What once was an iconic venue for live music is now a lifeless slab of concrete. Heights residents and visitors used to walk up to the bar or the stage, but now they walk through the vacant, tree-lined property as a shortcut to another watering hole, a restaurant or maybe to return home.
The century-old building that was Fitzgerald’s, which had more than a 40-year run as a popular concert spot, was demolished in May. What’s to become of the lot has been a hot topic among those who frequent the intersection of White Oak Drive and Studewood Street, where there are well-liked bars and restaurants on the other three corners.
Clues can be found on the website for Verde Communities, a real estate investment firm that develops and manages properties throughout the Houston area. A page dedicated to “Fitzgerald’s at White Oak” shows a video montage of the former building, recounts its history and outlines a plan for the future – a mixed-use development with a multi-story structure.

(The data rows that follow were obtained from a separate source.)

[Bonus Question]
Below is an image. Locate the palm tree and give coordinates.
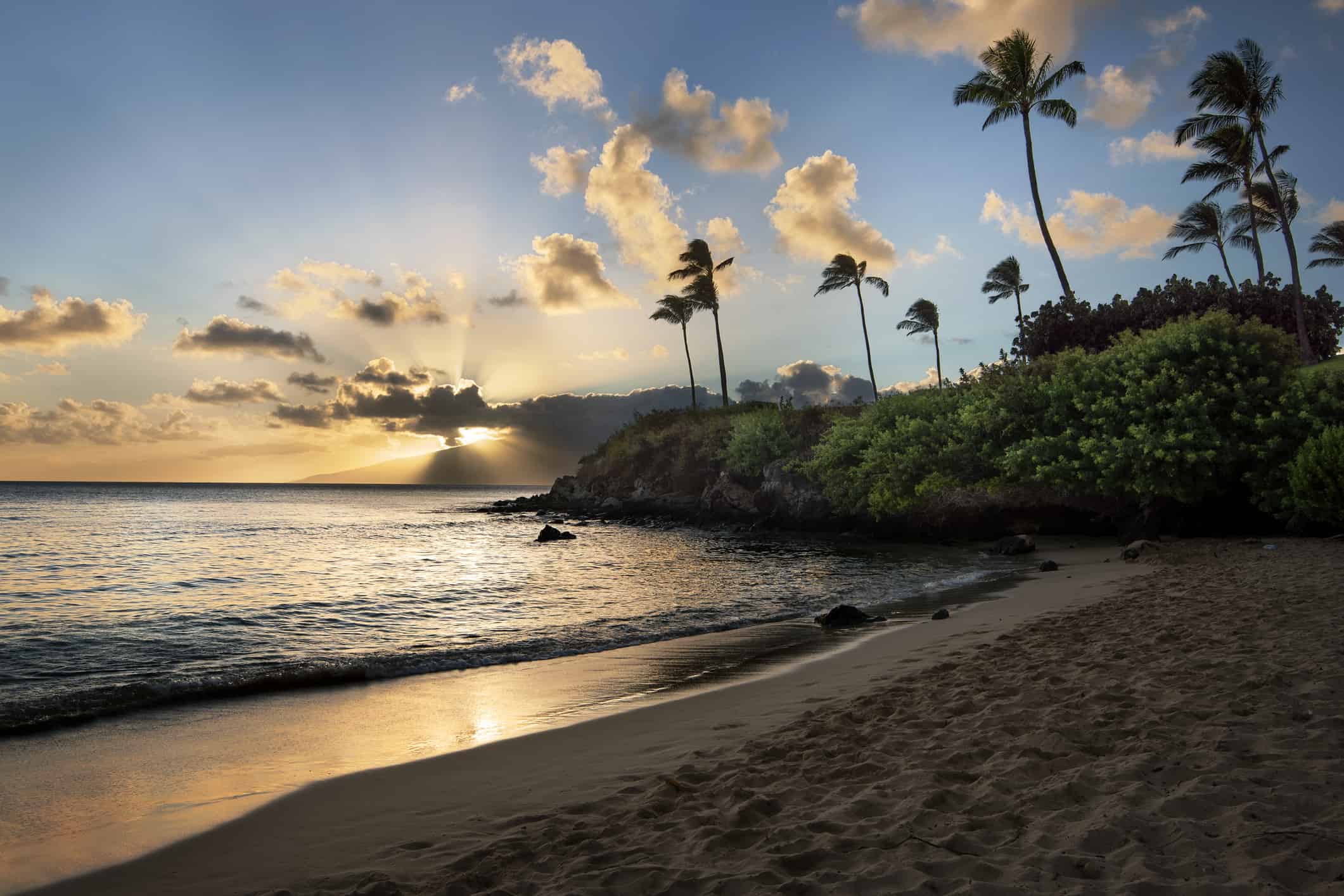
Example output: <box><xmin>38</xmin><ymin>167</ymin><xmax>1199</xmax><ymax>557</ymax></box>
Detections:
<box><xmin>1308</xmin><ymin>221</ymin><xmax>1344</xmax><ymax>267</ymax></box>
<box><xmin>1176</xmin><ymin>37</ymin><xmax>1315</xmax><ymax>364</ymax></box>
<box><xmin>952</xmin><ymin>30</ymin><xmax>1087</xmax><ymax>298</ymax></box>
<box><xmin>980</xmin><ymin>255</ymin><xmax>1031</xmax><ymax>359</ymax></box>
<box><xmin>1163</xmin><ymin>202</ymin><xmax>1236</xmax><ymax>293</ymax></box>
<box><xmin>649</xmin><ymin>295</ymin><xmax>698</xmax><ymax>414</ymax></box>
<box><xmin>812</xmin><ymin>255</ymin><xmax>891</xmax><ymax>404</ymax></box>
<box><xmin>1180</xmin><ymin>124</ymin><xmax>1288</xmax><ymax>285</ymax></box>
<box><xmin>668</xmin><ymin>239</ymin><xmax>733</xmax><ymax>407</ymax></box>
<box><xmin>897</xmin><ymin>298</ymin><xmax>942</xmax><ymax>388</ymax></box>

“We hope this will include retail and multi-family residential uses, and perhaps a street level or rooftop lounge which, perhaps in a modest way, is an homage to the history of the Fitzgerald’s site,” the website reads.
The marketing material goes against previous news reports and speculation among Heights residents that Fitzgerald’s will be replaced by an automated parking garage, the specialty of the Chicago-based company that purchased the property from Sara Fitzgerald last summer. Easy Park and affiliated entities, according to Harris County Appraisal District records and a prominent Heights Realtor, own more land near the property and have other projects in the works.
Across White Oak Drive and a little bit to the west, South Heights on White Oak is under construction at 2805 White Oak Dr. According to online leasing information, the plan is for 10,000 square feet of restaurant and retail space.
The site next to Gostic Gulch used to be a parking lot for the cluster of businesses across the street, which includes Barnaby’s, Christian’s Tailgate, District Dental, Linear Salon, Pho Binh, Public House and Tacos A Go Go. Signs now indicate that parking for those businesses is available on the same lot as the former Fitzgerald’s.
“The terrible thing was they tore up that parking lot, so there was nowhere to park,” said Woodland Heights resident Alli Johnson, who walked through the empty Fitzgerald’s lot Tuesday on her way to Barnaby’s. “Then at the same time, they started tearing this up.”
HCAD records show the under-construction retail development, along with the group of businesses across the street, are on property owned by South Heights Purchase LLC, which shares a Chicago address with Easy Park. So does Heights Studemont Purchase Company LLC, which HCAD lists as the owner for the former Fitzgerald’s site as well as three lots immediately to the north with 6th ½ Street addresses.
Verde Communities’ Marilyn Jimenez confirmed they are all affiliated with Easy Park. According to HCAD, the properties’ combined appraisal value is nearly $12 million.
Heights Realtor Bill Baldwin, a member of the Houston Planning Commission, said the lead investor for Easy Park is Jesse Levine. Neither he nor Easy Park, which has not responded to multiple messages left at its Chicago office, could be reached for comment.
Baldwin, citing conversations he’s had with Levine, said the plan for the White Oak developments includes a multi-story parking garage on the north side of the street. There now is a small, one-story garage between Christian’s Tailgate and Tacos A Go Go.
Baldwin said he would prefer not to see a parking garage at the Fitzgerald’s lot, which is at the northwest corner of White Oak and Studewood, but realizes the need for more parking on a street lined with destinations and oftentimes parked vehicles.
“As this area densifies, we all have a greater need for parking,” he said.
There is a “potential snag,” Baldwin said, regarding the plan for the mixed-use development where Fitzgerald’s once stood. The three lots immediately to the north are included in a Special Minimum Lot Size Area (SMLSA) application filed in March with the city’s Planning & Development Department.
According to HCAD, those lots are designated for single-family residential use. If the SMLSA application is approved by property owners, the planning commission and Houston City Council, it would be in effect for 40 years and could prevent those lots from being used for commercial purposes or for a multi-family residential complex.
“I think he’s hung up a little bit there,” Baldwin said of Levine.
Johnson said many nearby Heights homeowners are against the addition of apartment complexes, although she would welcome more retail developments and especially likes the idea of a rooftop lounge because it would provide good views of downtown.
Winston Manley and Kris Wathen, who are 29-year-old roommates just south of White Oak Drive and rode their bikes to Christian’s Tailgate on Tuesday evening, also said they would be in support of more restaurant and bar options on the street. But they disagreed that there is a need for more parking, at least for automobiles.
“Our generation Ubers everywhere,” Manley said. “Parking garages are nice, but it’s irrelevant to us.”